Hi,
I’ve been using the semantic_search utility that comes with the sentence-transformers library and results have been pretty decent. Yesterday I switched to weaviate and pure similarity search is performing a lot worse i.e. recall is much lower. Since recall Following this Indexes | Weaviate - vector database I tried to fiddle with efConstruction and ef but it doesn’t seem like those have any effect. Not on recall and not even on performance. Everything is just unchanged.
Any hints would be much appreciated!
Here’s my class:
class_obj = {
"class": "Passage",
"properties": [
{
"dataType": ["text"],
"name": "text",
"moduleConfig": {
"text2vec-huggingface": {
"skip": False,
"vectorizePropertyName": False
}
}
},
{
"dataType": ["text"],
"name": "docid",
"moduleConfig": {
"text2vec-huggingface": {
"skip": True,
"vectorizePropertyName": False
}
}
},
{
"dataType": ["text"],
"name": "passage_id",
"moduleConfig": {
"text2vec-huggingface": {
"skip": True,
"vectorizePropertyName": False
}
}
},
],
"vectorIndexConfig": {
"distance": "dot",
"ef":128,
"efConstruction": 512
},
"invertedIndexConfig": {
"stopwords": {
"preset": "none",
"additions": ["aber", "alle", ...],
"removals": []
}
},
"vectorizer": "text2vec-huggingface",
"moduleConfig": {
"text2vec-huggingface": {
"model": "sentence-transformers/multi-qa-mpnet-base-dot-v1",
"options": {
"waitForModel": True
},
"vectorizeClassName": False
}
}
}
client.schema.delete_all()
client.schema.create_class(class_obj)
Hi @lnatspacy that’s a really good question - I don’t know the answer as to why you’re seeing that, but I’ve passed it onto the team.

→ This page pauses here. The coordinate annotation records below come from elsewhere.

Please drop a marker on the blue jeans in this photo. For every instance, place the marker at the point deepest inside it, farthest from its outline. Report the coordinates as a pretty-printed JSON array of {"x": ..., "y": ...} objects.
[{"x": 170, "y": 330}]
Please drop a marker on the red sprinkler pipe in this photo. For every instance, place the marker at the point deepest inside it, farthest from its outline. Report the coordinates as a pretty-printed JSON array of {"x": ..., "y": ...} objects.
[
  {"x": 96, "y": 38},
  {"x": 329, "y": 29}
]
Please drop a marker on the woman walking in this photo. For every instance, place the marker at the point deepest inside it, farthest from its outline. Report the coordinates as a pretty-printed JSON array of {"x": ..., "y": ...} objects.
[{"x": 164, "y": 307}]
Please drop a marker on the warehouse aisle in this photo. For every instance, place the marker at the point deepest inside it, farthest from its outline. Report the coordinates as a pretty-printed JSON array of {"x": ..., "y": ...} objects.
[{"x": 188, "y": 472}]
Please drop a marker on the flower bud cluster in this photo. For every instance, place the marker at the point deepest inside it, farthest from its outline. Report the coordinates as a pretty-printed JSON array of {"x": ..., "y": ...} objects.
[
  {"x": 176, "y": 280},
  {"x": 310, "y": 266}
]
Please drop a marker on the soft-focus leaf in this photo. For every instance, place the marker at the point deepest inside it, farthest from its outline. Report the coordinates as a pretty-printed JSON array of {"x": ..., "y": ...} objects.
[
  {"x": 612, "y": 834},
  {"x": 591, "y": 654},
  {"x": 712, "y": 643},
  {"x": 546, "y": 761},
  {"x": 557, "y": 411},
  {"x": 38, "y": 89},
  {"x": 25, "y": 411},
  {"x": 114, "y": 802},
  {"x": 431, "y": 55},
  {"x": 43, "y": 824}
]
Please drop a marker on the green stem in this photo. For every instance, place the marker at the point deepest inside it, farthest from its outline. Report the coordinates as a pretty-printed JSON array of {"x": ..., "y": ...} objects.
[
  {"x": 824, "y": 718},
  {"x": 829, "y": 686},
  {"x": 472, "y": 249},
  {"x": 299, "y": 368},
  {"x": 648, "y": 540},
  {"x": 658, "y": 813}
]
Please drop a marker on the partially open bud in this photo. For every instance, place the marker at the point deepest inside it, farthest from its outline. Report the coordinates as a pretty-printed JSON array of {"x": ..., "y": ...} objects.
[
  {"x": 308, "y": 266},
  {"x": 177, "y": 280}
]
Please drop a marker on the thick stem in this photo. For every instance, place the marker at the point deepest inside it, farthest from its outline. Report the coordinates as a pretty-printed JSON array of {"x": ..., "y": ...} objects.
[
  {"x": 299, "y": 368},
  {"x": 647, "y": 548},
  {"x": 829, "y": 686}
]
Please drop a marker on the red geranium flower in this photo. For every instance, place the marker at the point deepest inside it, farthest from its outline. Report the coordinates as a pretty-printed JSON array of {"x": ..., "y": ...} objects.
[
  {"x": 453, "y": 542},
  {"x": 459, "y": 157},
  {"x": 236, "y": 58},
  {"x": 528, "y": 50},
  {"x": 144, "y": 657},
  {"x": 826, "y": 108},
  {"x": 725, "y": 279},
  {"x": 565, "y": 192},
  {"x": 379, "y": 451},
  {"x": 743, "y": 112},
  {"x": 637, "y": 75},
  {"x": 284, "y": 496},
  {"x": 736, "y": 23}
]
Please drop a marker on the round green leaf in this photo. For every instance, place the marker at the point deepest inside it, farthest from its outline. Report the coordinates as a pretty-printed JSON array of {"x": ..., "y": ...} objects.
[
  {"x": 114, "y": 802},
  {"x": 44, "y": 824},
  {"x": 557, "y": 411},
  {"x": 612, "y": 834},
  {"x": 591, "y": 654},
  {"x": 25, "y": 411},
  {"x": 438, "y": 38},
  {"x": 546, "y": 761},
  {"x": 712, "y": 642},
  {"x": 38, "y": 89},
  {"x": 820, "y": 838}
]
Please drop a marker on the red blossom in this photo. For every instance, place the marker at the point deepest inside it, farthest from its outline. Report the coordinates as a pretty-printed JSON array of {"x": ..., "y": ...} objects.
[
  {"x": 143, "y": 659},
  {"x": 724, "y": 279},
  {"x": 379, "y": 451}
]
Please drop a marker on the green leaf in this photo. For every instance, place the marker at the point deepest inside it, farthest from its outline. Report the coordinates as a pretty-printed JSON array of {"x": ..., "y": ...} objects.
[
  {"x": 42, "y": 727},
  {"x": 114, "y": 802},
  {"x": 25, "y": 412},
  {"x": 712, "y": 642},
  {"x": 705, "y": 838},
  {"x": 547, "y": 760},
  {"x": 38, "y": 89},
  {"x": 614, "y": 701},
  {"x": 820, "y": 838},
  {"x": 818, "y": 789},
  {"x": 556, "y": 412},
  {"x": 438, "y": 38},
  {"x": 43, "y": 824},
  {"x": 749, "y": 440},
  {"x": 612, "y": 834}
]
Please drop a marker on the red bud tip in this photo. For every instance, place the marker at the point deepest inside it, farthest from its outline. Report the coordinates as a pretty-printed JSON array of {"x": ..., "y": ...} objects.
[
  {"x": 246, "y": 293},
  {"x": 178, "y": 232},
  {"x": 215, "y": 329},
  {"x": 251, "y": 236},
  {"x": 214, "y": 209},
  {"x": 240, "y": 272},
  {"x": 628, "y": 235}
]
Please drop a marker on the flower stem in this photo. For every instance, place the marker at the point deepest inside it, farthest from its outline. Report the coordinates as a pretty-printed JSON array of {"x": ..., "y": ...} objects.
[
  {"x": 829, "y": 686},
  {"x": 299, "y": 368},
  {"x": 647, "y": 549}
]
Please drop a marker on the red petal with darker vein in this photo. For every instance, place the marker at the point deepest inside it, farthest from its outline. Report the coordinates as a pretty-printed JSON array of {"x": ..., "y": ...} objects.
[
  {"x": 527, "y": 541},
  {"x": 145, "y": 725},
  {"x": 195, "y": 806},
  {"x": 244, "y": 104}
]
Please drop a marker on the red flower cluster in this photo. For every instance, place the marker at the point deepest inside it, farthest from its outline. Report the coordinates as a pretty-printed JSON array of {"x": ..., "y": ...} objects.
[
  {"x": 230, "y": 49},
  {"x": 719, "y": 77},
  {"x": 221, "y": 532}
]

In the meantime - what values have you tried by the way?
Hi,
Thank you!
I’ve tried 64, 128, 512, 1024. I also increased maxConnections to 128.
Nothing seemed to help
Okay. That’s a bit beyond my knowledge (sorry!), but hopefully someone can get back to you soon.
1 Like
Hey @lnatspacy, are you increasing efConstruction as well with the increased maxConnections? efConstruction controls the size of the queue for nearest neighbor edges so I think that if it is limited to say 32 and maxConnections is 128 you won’t get an optimized set for the 128 – rather just the new neighbors are less likely to trigger the pruning.
Hi @lnatspacy , are you able to provide the number of objects you have stored in this class?
In a small dataset, an ef of 128 vs 1024 may produce the same results so it is possible the issue is not the with the vector index parameters but the weaviate module / sentence transformers model config. Do you have an example of a query + results working well with sentence transformers but not in Weaviate?
Hi everyone,
Thank you for your responses!
@CShorten I’ve done both. I have incresed efConstruction with and without also increasing maxConnections, there didn’t seem to be a difference.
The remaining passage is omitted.